Ugly Girls: A Novel
by Lindsay Hunter
Farrar, Straus and Giroux
Published November 4, 2014
Hunter's first novel exposes the ugly truths about human desire while showing off her skill at crafting poignant scenes.
A few notable symptoms of sleep deprivation: confusion, false memories, mania, temper tantrums. To call the short, spastic chapters of Lindsay Hunter’s first novel sleep-deprived isn’t an insult -- her sentences, like her characters, are burning at both ends. They’re punchy and fascinating and planted firmly in the present.
Ugly Girls is Hunter’s first novel. As she states in the acknowledgements, she began as a poet, then found her home in flash fiction -- short stories that don’t exceed 2,000 words. Her background is evident, as her scenes are both quippy and psychologically deep.
The story follows a pair of teenage girls, Perry and Baby Girl, who ditch school to “borrow” cars from richer neighborhoods, a pastime that extends well into their nights. While Perry views their arrangement as a temporary thrill, Baby Girl values their escapades as a way to escape her grim home life, made grimmer after her admired older brother suffers a car accident and brain injury.
Aside from a desire to wrap their inner selves in an impenetrable shell of meanness, the girls share little in common. Perry’s vain, sexually active, and and envisions a promising future for herself. Baby Girl shaves her head and wears harsh makeup, hoping to repel those around her, but simultaneously hoping to be wanted in spite of her appearance.
These are not the BFFs brought to life in “The Stand,” Stephen King’s story of painfully close friendships formed and lost, in large part due to differences in social standing. While King muses that the relationships he had as a kid were the most valuable in his life, Perry and Baby Girl seem to constantly remind themselves that their companionship has an expiration date.
The tension between them results from jealousy and pity -- feelings that are exacerbated when both are messaged by a mysterious new Facebook friend, Jamey. Though his correspondences are riddled with typos and awkward phrasings, they become a catalyst for a blow-up between Perry and Baby Girl, who don’t realize that he’s not exactly who he says he is until it’s too late.
Though at first blush Hunter’s writing has all the elements of a story that’s been smoothed and workshopped to the point of lacking originality -- quirkily named characters, third person narration enlivened by mild colloquialisms -- the story is expertly paced and contains chapters that lend it layers of complexity. Some sections, for example, expose the inner thoughts of the troubled Jamey, or Perry’s well-meaning parents.
Regardless of how you feel about Hunter’s trendy stylistic choices, they inarguably suit the story she’s sharing, a story that hits a note that’s been missing from the chorus of existing feminist literature.

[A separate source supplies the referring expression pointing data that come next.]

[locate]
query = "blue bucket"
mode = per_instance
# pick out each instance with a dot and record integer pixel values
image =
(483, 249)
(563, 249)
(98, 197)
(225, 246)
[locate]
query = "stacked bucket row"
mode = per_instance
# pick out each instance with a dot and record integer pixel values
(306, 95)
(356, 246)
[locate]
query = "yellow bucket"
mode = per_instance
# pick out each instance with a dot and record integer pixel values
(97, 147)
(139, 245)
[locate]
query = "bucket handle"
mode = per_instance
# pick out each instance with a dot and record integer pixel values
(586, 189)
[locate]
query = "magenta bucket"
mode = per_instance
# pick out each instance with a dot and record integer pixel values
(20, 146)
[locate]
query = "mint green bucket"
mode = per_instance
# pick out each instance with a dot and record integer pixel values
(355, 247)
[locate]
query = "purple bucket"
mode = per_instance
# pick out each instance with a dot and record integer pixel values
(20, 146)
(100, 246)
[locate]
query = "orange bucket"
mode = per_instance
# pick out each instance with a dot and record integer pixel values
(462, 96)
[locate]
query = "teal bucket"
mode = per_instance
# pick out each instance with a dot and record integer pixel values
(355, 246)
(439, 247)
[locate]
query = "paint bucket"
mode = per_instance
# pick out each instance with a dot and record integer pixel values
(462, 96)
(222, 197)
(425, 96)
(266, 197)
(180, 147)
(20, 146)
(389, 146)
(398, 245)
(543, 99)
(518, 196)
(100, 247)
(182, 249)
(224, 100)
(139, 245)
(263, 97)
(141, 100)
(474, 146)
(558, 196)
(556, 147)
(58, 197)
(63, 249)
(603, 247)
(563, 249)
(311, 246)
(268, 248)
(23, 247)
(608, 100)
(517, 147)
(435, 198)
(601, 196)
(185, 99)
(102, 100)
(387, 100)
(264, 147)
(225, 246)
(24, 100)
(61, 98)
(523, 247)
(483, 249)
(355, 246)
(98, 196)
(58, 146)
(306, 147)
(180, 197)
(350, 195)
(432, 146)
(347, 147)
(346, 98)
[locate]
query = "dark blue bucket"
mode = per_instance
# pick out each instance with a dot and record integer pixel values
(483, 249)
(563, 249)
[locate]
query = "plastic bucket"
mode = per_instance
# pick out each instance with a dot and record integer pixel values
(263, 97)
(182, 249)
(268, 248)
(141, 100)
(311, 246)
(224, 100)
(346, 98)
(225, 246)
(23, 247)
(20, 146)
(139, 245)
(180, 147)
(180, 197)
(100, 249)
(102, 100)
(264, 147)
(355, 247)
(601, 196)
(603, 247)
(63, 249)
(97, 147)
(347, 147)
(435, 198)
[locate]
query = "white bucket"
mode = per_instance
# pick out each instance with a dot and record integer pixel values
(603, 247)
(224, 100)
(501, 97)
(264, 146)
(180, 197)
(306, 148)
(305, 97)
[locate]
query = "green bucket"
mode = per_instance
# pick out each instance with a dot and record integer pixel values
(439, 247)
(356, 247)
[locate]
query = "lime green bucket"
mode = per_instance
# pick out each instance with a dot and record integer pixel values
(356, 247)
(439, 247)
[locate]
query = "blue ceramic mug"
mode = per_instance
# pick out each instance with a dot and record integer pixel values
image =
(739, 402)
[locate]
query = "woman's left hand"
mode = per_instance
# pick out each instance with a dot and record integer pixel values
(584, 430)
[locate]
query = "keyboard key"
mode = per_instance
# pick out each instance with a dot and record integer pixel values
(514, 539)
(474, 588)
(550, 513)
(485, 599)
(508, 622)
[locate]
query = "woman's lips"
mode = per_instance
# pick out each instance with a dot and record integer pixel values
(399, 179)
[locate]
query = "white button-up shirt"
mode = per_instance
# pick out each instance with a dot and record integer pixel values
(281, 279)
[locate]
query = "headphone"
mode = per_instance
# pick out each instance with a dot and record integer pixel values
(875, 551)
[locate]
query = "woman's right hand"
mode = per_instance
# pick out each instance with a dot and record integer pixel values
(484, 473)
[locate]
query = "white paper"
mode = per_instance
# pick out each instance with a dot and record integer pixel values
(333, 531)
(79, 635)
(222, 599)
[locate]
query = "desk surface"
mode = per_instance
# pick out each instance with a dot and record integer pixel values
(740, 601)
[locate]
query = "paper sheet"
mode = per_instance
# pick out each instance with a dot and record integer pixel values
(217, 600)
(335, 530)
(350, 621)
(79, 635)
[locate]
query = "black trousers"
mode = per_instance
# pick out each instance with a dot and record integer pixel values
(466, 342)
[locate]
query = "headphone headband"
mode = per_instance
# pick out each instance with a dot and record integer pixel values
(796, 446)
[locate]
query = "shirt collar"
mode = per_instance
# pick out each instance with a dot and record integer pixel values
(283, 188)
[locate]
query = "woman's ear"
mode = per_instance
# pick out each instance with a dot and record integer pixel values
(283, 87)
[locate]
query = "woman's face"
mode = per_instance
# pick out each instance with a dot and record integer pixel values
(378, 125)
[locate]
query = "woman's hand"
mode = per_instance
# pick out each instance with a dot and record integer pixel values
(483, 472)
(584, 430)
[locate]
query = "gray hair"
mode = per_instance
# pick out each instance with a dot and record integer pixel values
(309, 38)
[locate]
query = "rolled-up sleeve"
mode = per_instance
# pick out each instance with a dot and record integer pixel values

Perry and Baby Girl aren’t striving to battle social norms -- they’re just fighting to make it through each day.
What other reviewers think:
The Chicago Tribune: "It's Hunter's exploration of the outlier that has earned her a reputation as a writer willing to explore what others avoid -- the ugly, unformed and unseen."
Kirkus: "In a haunting portrait of longing, Hunter forces the reader to relate to a wide array of human ugliness."
Who wrote it?
Lindsay Hunter is the author of Don't Kiss Me and Daddy's -- both short story collections. This is her first novel.
Who will read it?
Fans of flash fiction, stories about teens and young adults, and strong feminist voices.
"Perry and Baby Girl were in the car they'd stolen not half an hour before. A red Mazda. Looked fancier than it was, had to use hand cranks to put the windows down. Perry gathered it probably belonged to someone who wanted to look fancy but couldn't squeeze enough out her sad rag of a paycheck."
"Lately it was like evenings could get dark on you before you knew it. Blink and the sky had pulled up its denim blanket. It wouldn't get fully dark for a long time, that denim deepening slowly into navy, and Jamey hated the wait. Reminded him of the time between dinner and lights out, where there wasn't nothing to do but choose between boredom and trouble."